Nona, kenapa harus kamu?
Aku tahu kau pemberani. Aku pun tahu kau cukup kuat. Tapi jika gunung yang kau daki terlalu terjal. Jika pemandangan sekitarnya tak seindah yang kau damba. Turunlah. Bukannya menyerah. Hanya saja, kebahagiaan tak hanya itu semata. Lihatlah, tubuhmu sudah terluka dimana-mana. Berapa kali lagi kau mampu bangkit dari rasa sakit? Berapa lama lagi kau mampu bertahan dari kehancuran?
Kau bilang apa? “Larilah, sejauh kau bisa lari.” candamu malam itu. Aku bisa saja berlari sejauh-jauhnya. Tapi percuma, karena setiap pulangku adalah menujumu. Kau pun sama. Percuma kau berlari sejauh kau bisa. Kalau untuk setiap luka, kembalimu padaku jua.

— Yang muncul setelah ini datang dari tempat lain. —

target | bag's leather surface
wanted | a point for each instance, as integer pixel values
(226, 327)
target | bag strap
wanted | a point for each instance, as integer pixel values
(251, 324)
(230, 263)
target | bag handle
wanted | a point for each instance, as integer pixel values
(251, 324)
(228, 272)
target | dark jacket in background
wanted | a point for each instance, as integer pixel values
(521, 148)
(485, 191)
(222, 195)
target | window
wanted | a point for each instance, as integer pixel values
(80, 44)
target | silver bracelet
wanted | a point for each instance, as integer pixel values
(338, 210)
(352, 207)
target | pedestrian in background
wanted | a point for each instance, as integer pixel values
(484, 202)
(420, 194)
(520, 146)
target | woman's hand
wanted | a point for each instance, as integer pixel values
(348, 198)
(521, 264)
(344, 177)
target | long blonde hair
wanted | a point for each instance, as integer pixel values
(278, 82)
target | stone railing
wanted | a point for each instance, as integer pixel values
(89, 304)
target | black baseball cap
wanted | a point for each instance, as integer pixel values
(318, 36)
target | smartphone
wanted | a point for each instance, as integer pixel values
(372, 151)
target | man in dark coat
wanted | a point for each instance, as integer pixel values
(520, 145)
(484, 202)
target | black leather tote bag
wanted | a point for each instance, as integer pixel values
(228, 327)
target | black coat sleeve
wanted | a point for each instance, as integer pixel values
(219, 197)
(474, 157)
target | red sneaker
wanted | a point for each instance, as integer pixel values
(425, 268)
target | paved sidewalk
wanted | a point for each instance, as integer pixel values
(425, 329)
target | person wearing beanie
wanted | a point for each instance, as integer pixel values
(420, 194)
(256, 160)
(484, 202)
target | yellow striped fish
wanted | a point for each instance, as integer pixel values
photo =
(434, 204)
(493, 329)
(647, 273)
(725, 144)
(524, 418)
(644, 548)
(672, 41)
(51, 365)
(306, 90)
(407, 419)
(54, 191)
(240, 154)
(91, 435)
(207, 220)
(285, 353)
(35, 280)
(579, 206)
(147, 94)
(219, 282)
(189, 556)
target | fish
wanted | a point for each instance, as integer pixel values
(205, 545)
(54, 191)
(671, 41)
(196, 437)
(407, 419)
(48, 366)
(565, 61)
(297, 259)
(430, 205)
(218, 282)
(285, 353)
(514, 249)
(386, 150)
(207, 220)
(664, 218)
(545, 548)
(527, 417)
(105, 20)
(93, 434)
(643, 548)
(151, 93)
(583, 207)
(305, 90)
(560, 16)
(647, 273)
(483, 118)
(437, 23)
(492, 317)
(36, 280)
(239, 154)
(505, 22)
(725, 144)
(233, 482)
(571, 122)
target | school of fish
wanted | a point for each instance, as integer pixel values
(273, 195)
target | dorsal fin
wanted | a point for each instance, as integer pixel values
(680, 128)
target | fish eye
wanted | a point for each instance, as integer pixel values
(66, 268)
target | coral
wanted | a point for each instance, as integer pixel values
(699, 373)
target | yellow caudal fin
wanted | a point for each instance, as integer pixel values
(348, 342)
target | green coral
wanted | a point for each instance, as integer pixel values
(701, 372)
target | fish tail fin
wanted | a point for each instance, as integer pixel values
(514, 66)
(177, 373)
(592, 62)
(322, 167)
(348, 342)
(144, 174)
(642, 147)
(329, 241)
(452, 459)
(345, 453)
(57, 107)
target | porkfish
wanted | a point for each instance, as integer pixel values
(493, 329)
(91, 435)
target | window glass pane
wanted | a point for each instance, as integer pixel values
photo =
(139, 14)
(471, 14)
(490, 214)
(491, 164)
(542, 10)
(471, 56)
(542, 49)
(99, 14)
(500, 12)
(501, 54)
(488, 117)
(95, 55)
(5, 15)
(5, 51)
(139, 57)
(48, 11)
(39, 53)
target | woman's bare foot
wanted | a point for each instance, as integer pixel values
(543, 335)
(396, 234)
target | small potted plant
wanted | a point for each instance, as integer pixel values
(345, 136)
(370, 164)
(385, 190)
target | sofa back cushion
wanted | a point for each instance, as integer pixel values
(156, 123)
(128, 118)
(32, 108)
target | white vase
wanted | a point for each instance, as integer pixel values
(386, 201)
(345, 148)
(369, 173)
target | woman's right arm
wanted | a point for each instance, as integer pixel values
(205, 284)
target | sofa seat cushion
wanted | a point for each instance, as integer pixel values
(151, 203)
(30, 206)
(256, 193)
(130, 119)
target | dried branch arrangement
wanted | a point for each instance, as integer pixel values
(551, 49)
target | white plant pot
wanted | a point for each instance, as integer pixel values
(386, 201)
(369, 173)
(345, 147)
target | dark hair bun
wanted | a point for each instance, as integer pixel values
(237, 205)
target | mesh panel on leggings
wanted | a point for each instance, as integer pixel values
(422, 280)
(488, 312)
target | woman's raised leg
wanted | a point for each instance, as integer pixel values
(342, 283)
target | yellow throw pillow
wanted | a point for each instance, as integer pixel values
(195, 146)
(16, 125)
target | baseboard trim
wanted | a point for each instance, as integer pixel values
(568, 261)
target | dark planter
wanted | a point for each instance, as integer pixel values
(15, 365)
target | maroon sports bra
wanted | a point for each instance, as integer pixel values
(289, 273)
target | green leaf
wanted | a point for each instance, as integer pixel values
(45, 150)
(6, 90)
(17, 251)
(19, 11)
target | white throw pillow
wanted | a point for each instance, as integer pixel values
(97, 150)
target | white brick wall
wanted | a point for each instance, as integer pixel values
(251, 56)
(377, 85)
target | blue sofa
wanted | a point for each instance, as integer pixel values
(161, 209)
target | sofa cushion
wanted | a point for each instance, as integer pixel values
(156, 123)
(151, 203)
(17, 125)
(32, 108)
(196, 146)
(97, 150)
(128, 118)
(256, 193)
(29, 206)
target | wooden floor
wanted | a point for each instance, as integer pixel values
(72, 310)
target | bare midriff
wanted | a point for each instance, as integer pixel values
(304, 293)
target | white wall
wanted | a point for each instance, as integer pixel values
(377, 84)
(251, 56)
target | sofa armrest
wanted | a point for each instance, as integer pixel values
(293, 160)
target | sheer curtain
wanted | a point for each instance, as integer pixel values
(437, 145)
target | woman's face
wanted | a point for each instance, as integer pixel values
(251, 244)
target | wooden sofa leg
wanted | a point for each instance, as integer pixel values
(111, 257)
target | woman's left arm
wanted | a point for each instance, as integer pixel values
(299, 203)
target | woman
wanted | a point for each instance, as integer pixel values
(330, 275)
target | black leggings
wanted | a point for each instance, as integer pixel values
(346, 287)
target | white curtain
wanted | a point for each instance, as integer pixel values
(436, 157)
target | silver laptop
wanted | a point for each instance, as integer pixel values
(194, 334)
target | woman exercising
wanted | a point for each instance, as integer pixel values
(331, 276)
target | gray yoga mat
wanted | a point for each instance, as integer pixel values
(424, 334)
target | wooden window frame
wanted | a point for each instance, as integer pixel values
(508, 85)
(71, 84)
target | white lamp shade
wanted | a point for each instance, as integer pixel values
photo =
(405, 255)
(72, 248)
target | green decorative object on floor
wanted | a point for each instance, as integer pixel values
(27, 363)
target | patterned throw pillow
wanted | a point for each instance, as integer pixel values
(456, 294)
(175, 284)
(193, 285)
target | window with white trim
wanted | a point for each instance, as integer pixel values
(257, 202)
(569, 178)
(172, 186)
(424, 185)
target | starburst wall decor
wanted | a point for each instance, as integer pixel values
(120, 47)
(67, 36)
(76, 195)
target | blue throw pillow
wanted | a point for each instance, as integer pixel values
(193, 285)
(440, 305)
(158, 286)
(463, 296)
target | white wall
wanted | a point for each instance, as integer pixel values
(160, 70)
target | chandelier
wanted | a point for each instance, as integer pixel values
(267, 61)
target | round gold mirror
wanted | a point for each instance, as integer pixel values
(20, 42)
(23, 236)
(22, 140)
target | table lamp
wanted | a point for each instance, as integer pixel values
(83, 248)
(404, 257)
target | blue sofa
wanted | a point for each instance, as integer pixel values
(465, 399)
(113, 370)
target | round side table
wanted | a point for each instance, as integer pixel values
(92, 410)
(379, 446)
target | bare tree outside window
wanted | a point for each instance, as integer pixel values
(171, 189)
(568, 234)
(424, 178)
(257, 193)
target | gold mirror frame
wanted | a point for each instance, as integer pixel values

Iya. Kenapa harus kamu, Nona?
Ketahuilah, aku sudah banyak kehilangan dirimu. Kau yang kukenal sekarang, bukanlah yang dulu menyapaku riang. Betapa waktu telah banyak mengubahmu. Begitu pula waktu menumbuhkan rasa hatiku. Mengakar semakin dalam, menjulang semakin menantang.
Namun, kau tenang saja. Aku tidak akan merusak apa yang sudah ada. Aku bisa berpura-pura tidak merasa apa-apa. Bahkan, aku pun akan tetap di sini, mengganggumu seperti biasanya.
Ah,
Kenapa harus kamu, Nona?
yang selalu kuusap air matanya
yang paling ingin kulihat senyumnya
yang selalu kudambakan hadirnya
Nona, mendakilah jika kau ingin mendaki. Aku janji akan selalu mengiringi pun membantumu berdiri. Larilah jika kau ingin jauh berlari. Aku akan selalu menantimu kembali.
Meskipun aku tak tahu, kenapa harus kamu, Nona?
Krapyak, Yogyakarta | 22 Desember 2014
karena inspirasi bisa datang dari mana saja.